ORONO – After nearly three years in the making, the University of Maine System’s new Maine Center for Tourism Research and Outreach, known as CenTRO and long considered an important aid to Maine’s tourism industry, is open for business.

CenTRO director Harold Daniel, associate professor of marketing in the Maine School of Business in Orono, and Associate Director Charlie Colgan, professor of public policy and management in the Edmund S. Muskie School of Public Service at the University of Southern Maine, have announced the launching of the CenTRO Web site, www.umaine.edu/centro.

The site is an informational resource for the public, the Maine Legislature, state policy-makers and the thousands of businesses that depend on tourism. It is the beginning of an effort Colgan believes will help make the tourism industry a much more competitive and vital part of the state’s economy.

“It’s an idea that’s been kicking around for nigh onto 30 years,” Colgan said, a former state economist. “It’s good to see it finally come to pass.”

CenTRO is the focal point for coordinating research, outreach and educational programs related to recreation and tourism within the state. With resources from all of the University of Maine System campuses, CenTRO will serve the research and information needs of the tourism industry, and help state and local officials work together to further develop tourism resources.

The Maine tourism advisory committee, comprising industry and government representatives, will serve as the advisory board for CenTRO. Kimberly Junkins, formerly with the Department of Resource Economics and Policy at UMaine, is the administrative assistant and contact person for CenTRO.

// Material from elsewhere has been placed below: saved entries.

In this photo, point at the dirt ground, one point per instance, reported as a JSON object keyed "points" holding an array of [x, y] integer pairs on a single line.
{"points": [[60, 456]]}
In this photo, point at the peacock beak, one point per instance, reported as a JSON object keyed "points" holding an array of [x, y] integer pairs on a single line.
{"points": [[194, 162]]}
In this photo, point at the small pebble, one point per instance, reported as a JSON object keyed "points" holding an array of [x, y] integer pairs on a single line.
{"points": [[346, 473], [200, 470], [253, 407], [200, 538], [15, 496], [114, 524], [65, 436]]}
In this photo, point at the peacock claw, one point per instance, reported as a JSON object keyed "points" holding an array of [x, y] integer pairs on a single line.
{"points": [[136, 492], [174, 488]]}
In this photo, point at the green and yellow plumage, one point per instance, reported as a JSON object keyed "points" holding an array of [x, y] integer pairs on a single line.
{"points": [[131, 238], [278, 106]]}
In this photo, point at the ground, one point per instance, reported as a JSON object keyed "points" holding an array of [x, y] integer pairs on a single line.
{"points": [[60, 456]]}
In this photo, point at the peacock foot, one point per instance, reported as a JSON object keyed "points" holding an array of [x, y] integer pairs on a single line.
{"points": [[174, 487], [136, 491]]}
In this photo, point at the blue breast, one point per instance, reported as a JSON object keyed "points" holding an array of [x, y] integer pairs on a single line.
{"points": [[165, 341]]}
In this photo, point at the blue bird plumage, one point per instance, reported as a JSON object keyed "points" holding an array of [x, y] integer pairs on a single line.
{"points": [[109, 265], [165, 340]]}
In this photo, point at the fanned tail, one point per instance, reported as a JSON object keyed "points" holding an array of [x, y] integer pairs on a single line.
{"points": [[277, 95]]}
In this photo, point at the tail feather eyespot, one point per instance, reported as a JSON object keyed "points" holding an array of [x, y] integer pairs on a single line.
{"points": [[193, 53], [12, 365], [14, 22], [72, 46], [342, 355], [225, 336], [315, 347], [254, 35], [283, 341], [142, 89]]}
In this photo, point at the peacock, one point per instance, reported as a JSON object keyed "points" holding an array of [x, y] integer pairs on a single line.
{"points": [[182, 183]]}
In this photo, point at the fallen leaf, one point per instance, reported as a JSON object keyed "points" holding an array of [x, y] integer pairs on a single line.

The Web site provides industry information, news, resources, and university research and market studies on tourism in Maine. Administratively, CenTRO is housed in the Maine Business School in the D.P. Corbett Business Building on the Orono campus, but relies on research and cooperation from all seven University of Maine campuses.

Tourism in Maine generates more than 176,000 jobs, $3.8 billion in wages, $531 million in tax revenue and $13.6 billion in sales of goods and services, making it one of Maine’s largest industries. In spite of those figures, tourism remains comparatively an unmeasured and under appreciated industry, given its diverse nature and demographics, according to Daniel, and Thomas Allen, senior research analyst for CenTRO and a collaborating researcher in the Margaret Chase Smith Policy Center.

“Tourism doesn’t exist in the way that we traditionally define industries,” Allen said. “Instead, there are a lot of tourism activities that cut across a number of industries. Many businesses don’t even recognize they are in it.”

More than a dozen industry associations representing businesses ranging from dog sledding, golfing and snowmobiling to restaurants, hotels and campgrounds, are connected through the Maine Office of Tourism in Augusta. The CenTRO Web site will be an avenue for coordinating and sharing information, for businesses that could benefit from research already done or that could be developed into projects involving appropriate faculty or student researchers.

“We’re not a marketing organization and our Web site is not intended for use by travelers, as the Maine Office of Tourism has developed an award-winning Web site for that purpose,” Daniel said. “We are a research organization, producing knowledge with which we can help develop strategies that the Office of Tourism, as well as local and regional leaders can use to attract tourists.”

Tourism in the Northeast has not enjoyed the institutional support or state and federal assistance that other industries like fishing, forestry and agriculture have received, partly because the latter have been in states of crisis and decline, according to Colgan. “More importantly,” he added, “there has been this attitude that tourists will just keep coming, no matter what we do.”

Now, “state government and the University of Maine System recognize that it is time to pay serious scholarly attention to tourism, just as it was to pay attention to forestry, fisheries and agriculture,” Colgan said.

“It’s not enough to just do the research,” Colgan said. “We have to get the information out. This is one of CenTRO’s major challenges and that’s why ‘outreach’ is in its name.”